O habitat dos animais é uma área de mata fechada localizada numa zona militar, aos fundos do condomínio. Na tentativa de resolver a situação, o síndico, Sérgio, entrou em contato com o Ibama e o Corpo de Bombeiros, mas se deparou com um jogo de empurra-empurra.
— O Ibama disse que caberia ao Corpo de Bombeiros resolver a situação. Já os bombeiros disseram que se fosse para capturar dois ou três micos eles viriam, mas que uma infestação de micos eles não podiam resolver.
Enquanto nenhuma solução é encontrada para evitar a invasão dos bichos, os moradores inventam a cada dia novas estratégias para espantar os arruaceiros.

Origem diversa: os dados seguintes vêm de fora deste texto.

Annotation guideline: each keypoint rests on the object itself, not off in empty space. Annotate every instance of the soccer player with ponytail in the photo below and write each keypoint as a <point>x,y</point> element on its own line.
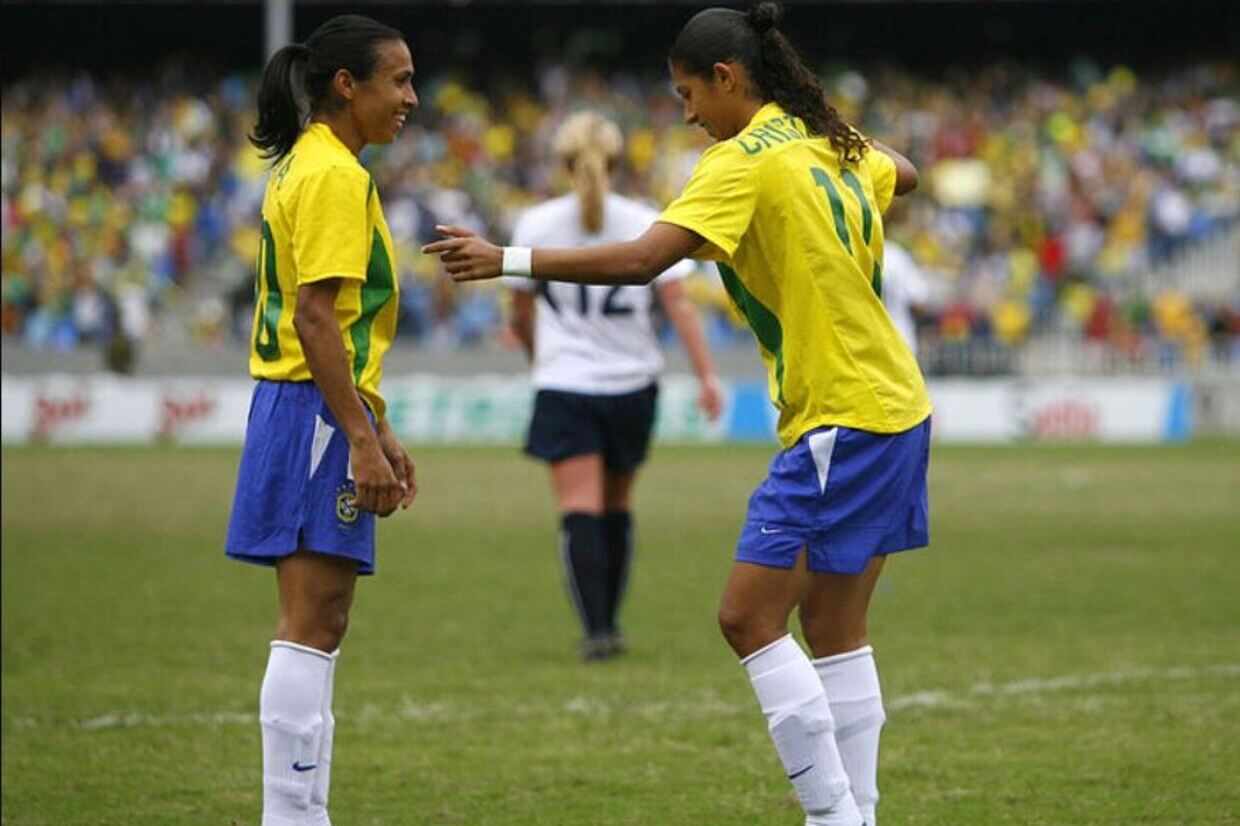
<point>595,368</point>
<point>789,202</point>
<point>320,459</point>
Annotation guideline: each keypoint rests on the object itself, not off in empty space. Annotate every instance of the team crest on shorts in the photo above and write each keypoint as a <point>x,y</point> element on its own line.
<point>346,504</point>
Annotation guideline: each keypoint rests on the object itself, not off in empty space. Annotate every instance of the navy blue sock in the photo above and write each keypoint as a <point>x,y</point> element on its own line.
<point>585,568</point>
<point>618,540</point>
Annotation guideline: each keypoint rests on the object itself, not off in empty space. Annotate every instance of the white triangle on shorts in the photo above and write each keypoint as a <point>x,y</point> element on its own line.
<point>822,444</point>
<point>319,444</point>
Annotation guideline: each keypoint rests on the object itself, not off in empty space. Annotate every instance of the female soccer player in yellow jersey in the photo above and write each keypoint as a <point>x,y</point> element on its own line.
<point>320,459</point>
<point>789,202</point>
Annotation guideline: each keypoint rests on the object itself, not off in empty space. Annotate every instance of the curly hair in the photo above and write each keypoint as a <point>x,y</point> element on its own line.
<point>778,71</point>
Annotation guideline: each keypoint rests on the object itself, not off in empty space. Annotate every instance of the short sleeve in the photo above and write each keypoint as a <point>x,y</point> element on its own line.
<point>330,225</point>
<point>882,174</point>
<point>682,268</point>
<point>718,202</point>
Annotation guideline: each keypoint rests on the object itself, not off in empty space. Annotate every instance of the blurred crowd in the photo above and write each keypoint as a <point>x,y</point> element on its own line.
<point>129,207</point>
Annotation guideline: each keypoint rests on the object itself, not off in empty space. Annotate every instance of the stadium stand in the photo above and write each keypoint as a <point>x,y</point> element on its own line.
<point>1084,218</point>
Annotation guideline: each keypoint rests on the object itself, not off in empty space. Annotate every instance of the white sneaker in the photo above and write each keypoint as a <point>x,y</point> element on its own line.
<point>845,812</point>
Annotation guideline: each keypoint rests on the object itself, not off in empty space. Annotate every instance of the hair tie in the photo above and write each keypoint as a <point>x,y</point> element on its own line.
<point>764,15</point>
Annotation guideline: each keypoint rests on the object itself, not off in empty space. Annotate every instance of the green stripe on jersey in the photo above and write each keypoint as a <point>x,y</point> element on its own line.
<point>867,218</point>
<point>764,323</point>
<point>375,294</point>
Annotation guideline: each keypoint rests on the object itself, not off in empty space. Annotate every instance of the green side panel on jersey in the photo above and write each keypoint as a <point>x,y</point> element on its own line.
<point>837,205</point>
<point>375,293</point>
<point>867,217</point>
<point>267,330</point>
<point>765,324</point>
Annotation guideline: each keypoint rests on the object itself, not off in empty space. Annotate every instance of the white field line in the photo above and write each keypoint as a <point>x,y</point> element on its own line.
<point>706,706</point>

— Antes a gente tinha medo de ladrão. Agora, é de mico. Não se pode ter sossego no Rio — diz, em tom de brincadeira, Barsetti.
Em nota, o Ibama informou que “retirar a família de seis saguis que está entrando nos apartamentos de um prédio em Copacabana não é função do Ibama. Se os animais estiverem ameaçando de fato a segurança das pessoas, o síndico deve acionar os bombeiros ou o órgão ambiental estadual (o INEA), que, se precisarem de apoio técnico, acionarão o Ibama para auxiliar nesta tarefa”.

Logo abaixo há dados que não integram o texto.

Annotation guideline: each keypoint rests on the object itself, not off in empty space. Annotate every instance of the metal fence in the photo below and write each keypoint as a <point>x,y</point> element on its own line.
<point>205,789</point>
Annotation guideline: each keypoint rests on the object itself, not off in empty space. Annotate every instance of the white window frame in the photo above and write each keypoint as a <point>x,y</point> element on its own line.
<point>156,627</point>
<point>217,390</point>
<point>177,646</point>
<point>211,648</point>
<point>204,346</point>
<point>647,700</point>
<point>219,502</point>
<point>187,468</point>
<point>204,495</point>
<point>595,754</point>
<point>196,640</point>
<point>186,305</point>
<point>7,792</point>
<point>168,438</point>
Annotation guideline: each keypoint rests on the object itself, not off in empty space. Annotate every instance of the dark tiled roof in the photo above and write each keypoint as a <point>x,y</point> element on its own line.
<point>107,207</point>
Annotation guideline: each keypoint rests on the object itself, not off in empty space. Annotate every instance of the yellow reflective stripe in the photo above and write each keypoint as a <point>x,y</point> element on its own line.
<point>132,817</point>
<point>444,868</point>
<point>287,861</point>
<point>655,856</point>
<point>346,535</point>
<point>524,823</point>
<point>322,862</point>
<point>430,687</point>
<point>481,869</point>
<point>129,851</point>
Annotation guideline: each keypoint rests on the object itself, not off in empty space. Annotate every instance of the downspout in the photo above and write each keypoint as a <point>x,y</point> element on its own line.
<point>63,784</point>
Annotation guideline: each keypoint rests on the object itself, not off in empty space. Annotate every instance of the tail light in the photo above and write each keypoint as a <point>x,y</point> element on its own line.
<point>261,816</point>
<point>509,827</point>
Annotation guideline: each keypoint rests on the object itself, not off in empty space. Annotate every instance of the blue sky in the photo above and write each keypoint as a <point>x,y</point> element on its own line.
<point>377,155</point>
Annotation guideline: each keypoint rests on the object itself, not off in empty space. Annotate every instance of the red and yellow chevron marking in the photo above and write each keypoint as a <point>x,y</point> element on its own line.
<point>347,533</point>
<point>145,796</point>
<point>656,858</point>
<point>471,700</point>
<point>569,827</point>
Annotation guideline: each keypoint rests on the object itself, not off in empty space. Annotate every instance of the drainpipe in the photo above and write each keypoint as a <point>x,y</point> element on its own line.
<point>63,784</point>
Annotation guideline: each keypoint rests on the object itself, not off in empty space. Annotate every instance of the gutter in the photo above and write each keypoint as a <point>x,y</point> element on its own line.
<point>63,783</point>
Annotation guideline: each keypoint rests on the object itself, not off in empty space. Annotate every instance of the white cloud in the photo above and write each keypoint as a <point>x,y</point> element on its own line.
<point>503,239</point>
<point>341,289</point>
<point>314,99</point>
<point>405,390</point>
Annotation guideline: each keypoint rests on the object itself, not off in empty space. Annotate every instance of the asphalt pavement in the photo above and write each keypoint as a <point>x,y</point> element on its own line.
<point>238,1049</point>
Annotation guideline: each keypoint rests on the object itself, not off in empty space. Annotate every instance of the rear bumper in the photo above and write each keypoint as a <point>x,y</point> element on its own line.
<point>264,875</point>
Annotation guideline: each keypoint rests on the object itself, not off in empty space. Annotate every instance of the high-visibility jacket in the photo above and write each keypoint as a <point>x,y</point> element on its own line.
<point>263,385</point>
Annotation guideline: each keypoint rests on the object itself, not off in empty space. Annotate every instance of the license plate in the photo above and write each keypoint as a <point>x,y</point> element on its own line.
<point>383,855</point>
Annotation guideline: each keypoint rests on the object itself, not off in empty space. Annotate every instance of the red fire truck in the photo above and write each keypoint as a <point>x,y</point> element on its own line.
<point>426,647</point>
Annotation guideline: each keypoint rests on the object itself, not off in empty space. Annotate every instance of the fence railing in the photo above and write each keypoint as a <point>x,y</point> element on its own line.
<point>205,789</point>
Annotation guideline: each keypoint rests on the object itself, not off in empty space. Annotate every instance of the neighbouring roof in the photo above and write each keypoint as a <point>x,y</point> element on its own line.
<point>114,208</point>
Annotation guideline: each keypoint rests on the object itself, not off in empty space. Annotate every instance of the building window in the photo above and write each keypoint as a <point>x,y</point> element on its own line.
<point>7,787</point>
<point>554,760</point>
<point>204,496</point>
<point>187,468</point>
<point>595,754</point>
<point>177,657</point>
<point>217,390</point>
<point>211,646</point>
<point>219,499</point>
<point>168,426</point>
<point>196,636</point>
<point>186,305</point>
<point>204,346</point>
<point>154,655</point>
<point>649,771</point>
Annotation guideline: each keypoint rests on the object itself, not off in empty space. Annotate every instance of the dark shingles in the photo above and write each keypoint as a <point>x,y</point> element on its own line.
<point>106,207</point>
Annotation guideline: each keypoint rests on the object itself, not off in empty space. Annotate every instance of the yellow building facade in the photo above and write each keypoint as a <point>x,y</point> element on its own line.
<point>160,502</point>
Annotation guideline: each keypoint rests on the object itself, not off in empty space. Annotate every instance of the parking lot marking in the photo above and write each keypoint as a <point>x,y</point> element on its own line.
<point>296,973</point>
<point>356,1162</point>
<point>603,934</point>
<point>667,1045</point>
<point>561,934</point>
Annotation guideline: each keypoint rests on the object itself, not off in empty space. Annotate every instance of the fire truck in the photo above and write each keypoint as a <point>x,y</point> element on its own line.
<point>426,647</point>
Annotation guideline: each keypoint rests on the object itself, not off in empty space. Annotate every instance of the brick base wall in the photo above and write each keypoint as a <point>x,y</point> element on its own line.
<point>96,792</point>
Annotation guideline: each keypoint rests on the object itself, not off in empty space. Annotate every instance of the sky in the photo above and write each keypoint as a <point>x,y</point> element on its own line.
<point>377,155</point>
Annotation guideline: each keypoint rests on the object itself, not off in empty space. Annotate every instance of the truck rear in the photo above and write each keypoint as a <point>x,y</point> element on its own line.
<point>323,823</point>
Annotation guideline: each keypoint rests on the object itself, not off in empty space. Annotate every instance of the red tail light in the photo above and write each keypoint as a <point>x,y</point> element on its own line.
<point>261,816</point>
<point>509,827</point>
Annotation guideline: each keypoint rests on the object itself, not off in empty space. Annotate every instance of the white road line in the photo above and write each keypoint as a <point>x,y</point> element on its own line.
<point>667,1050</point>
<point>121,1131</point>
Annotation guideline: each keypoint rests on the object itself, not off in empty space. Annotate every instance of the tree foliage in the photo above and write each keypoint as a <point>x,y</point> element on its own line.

Leia a nota do Ibama na íntegra:
“Os saguis de tufos-brancos (Callithrix jacchus) e de tufos-pretos (Callithrix penicillata), ambos conhecidos como micos-estrela, vieram das regiões Nordeste e Centro-Oeste. Chegaram por aqui pelas mãos dos traficantes de fauna silvestre para serem vendidos como animais de estimação em feiras livres e lojas clandestinas, mas acabaram sendo soltos na cidade.
Hoje se espalharam pelo Rio de Janeiro e por outros estados do Sudeste e do Sul do país, onde ameaçam a sobrevivência de diversas espécies de animais nativos da Mata Atlântica.
Retirar a família de seis saguis que está entrando nos apartamentos de um prédio em Copacabana não é função do Ibama. Se os animais estiverem ameaçando de fato a segurança das pessoas, o síndico deve acionar os bombeiros ou o órgão ambiental estadual (o INEA), que, se precisarem de apoio técnico, acionarão o Ibama para auxiliar nesta tarefa.
De todo modo, a retirada dos animais só ocorre em último caso. Eles estão se aproximando do prédio porque os moradores estão oferecendo comida ou deixando alimentos desprotegidos. Ou seja, capturar esse grupo, mas não mudar o comportamento dos moradores, não vai solucionar o problema. Provavelmente, em pouco tempo, outros micos irão ocupar o mesmo local.
Não se deve nunca alimentar animais silvestres sob o risco de se interferir para pior no equilíbrio da natureza”.